Kendi arazisi üzerine yaptığı proje büyük başarı sağlayınca, tespitler yapıyor. Ciddi farklılaşma fırsatlarını görüyor. İstanbul’a gelerek, 2010 yılında Nef’i kuruyor. İnşaatta uluslararası marka haline gelmek, ürünü ve modeli ölçeklenebilir kılmak için yola çıkıyor. Nef’i tasarım ve inovasyon markası olarak konumlandırıyor. Öncelikle Türkiye’de ve diğer altı ülkenin büyük metropollerinde sektörel ihtiyaçları analiz ediyor. Uzman kişi ve kurumlarla çeşitli anketler ve araştırmalar yapıyor. Hedef kitleyi analiz ettikten sonra, tasarımı ve inovatif çözümleri odak noktasına alıyor. 

Timur’un hayallerinde toplumsal işler yapmak var. Bu konuda, “Kendime niçin dünyaya geldik diye soruyordum ve mutlaka bize Yaradan’ın verdiği bir görev var diyordum. Velhasıl bunların hepsinin başlangıcında ‘başkası odaklı olmak’ var. İlk gençlik yıllarımızda para odaklı olmak demode olmuştu. Herkes başarı odaklıydı. Halbuki ikisi de nefisle ilgili. İnsanı asıl mutlu eden şey ne para ne başarı” diyor. Bir de örnek veriyor: “Stanford’da 400 kişi üzerinde bir deney yapıyorlar. Bu kişilere hayatları boyunca bir günde harcadıkları paranın iki katını verip kendileri için harcamalarını istiyorlar. Ertesi gün yine aynı insanlara aynı miktarda para verip, bu kez parayı başkaları için harcamalarını istiyorlar. Bu deneyin sonucunda deneklerin yüzde 99’u parayı başkaları için harcadığında çok daha mutlu oluyor.”
 
NEF ÇALIŞANLARLA BÜYÜYECEK
Timur’un icra kurulu başkanı olduğu şirketin 300 çalışanı var. Farklı insan kaynakları anlayışıyla çalışan mutluluğunu yüzde 90’ın üstüne taşıyan Nef’te evden çalışma, gün içinde istenilen saat aralığında mesai, serbest kıyafet, ücretsiz tatil paketleri gibi, alışılmışın dışında pek çok uygulama var. Şirket ayrıca, çalışanların çocuklarının özel okul taksitlerini ödüyor, onları yaz okuluna gönderiyor ve tüm okul hayatı boyunca burs sağlıyor. Nef’te evlenen çalışanlara balayı paketi, ev sahibi olmak isteyene maddi destek veriliyor.
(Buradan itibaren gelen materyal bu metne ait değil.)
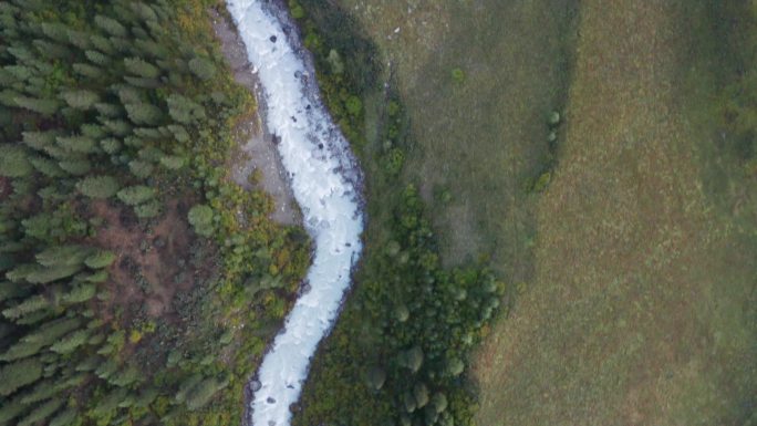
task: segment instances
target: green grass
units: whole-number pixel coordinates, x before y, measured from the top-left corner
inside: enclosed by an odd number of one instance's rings
[[[421,184],[444,263],[491,259],[526,280],[535,197],[522,188],[550,160],[546,122],[564,102],[574,2],[340,3],[392,64],[416,141],[405,179]]]
[[[480,351],[478,423],[751,424],[757,202],[714,115],[718,10],[581,7],[536,279]]]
Timur, tüm bu İK uygulamalarını, yapmak zorunda oldukları şeyler olarak gördüklerini söylüyor ve “Çünkü çalışanlarımızın hepsi bizim çocuklarımız ve bizim çocuklarımızla aynı imkana sahip olmalılar” diyor. Şirkette yüzde 95 hissesi olmasına rağmen (yüzde 5’i babasına ait) bugüne kadar hiç kâr almadığını açıklayan Timur, Nef’in “çalışanların şirketi” olduğunun altını çiziyor.
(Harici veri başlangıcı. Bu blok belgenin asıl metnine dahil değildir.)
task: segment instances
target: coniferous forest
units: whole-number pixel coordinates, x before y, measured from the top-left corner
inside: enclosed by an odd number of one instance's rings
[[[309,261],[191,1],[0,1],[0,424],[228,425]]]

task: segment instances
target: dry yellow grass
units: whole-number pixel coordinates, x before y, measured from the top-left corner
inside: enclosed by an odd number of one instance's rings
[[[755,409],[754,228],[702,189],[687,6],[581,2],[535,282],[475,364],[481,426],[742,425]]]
Bu alanda iş dünyasına örnek olmak istediğini söyleyen Timur, Nef’te asgari ücretle çalışan olmadığını da vurguluyor. Eskiyen şirket araçlarının uygun fiyatla çalışanlara verilmesi, evlilik hazırlığı yapan, yeni evlenen çalışanlara düğün hediyesi, indirimli alışveriş imkanları,  esnek maaş avansı gibi uygulamalar bulunuyor.
 
MİRAS BIRAKMAYACAK

Timur, günde ortalama altı saat uyuyor. Geri kalan tüm zamanında çalışıyor. “Kızım doğduğundan beri ona daha fazla zaman ayırabilmek adına uyku saatlerimi biraz daha kıstım” diyor. Timur, “Nef’i hayata geçirdiğimde, başarı sağlamak için hayal kurup, insanları da inandığım bu hayale ikna etmem gerekiyordu. Bunun için de farlı bakış açısına ihtiyacım vardı. Yaptığımız her şeyi deneme-yanılma yoluyla öğrendik, başardık. Çok denedik, zaman zaman yanıldık. Ama hiçbir zaman hata yapmaktan çekinmedik. Maliyeti ne olursa olsun hataları hızlıca doğruya döndürdük. Ve yapılan hatalardan çok şey öğrendik” diyor.
Nef, dağıtılabilir kârın yüzde 51’ini paylaşıyor. Bu, Nef’in kuralı.

Hayat görüşü çerçevesinde Timur’un miras bırakma planı yok. En büyük vasiyeti her şeyin vakfa bırakılması. “Çocuğumuza miras bırakmayacağız. Vakfın çocuğumuza bakmasını şart koştuk. Eşim de benim gibi düşünüyor” diyor. Timur’un gelecek dönem hedeflerinde ise, Türkiye’nin en büyük beş cirolu şirketinden biri olmak var. Nef markasıyla beş yıl içinde ABD ve Avrupa’nın 10 metropolünde yer almak ise bir diğer planı. 
 
NEF’İN CİROSU
YILLAR        CİRO (Milyon TL)
2010    73,4
2011    107,8                                       
2012    127,32
2013    443,4
2014    799,9
2015    1.224,7
 
BAŞARISININ SIRRI

AŞK İNOVASYONUYLA ÇALIŞIN
“İş yaşamım boyunca kavramların arkasında yatan duygulara baktım. Onları keşfetmeye çalıştım. Klasik yaklaşımların ötesine geçen duygusal boyutların arayışında oldum. Aşk inovasyonu dediğimiz yaklaşımımız, derdi dert olarak görür, onunla bütünleşir, dertlenir ve çözüm bulmak için sınırları zorlar. Siz derdi fırsat olarak gören birinin malını mı alırsınız, derdinizle dertlenen birinin mi? İşte bu yaklaşım bizi farklı kıldı ve tanımladığımız ‘başarı’ kavramına yaklaşmamızı sağladı.”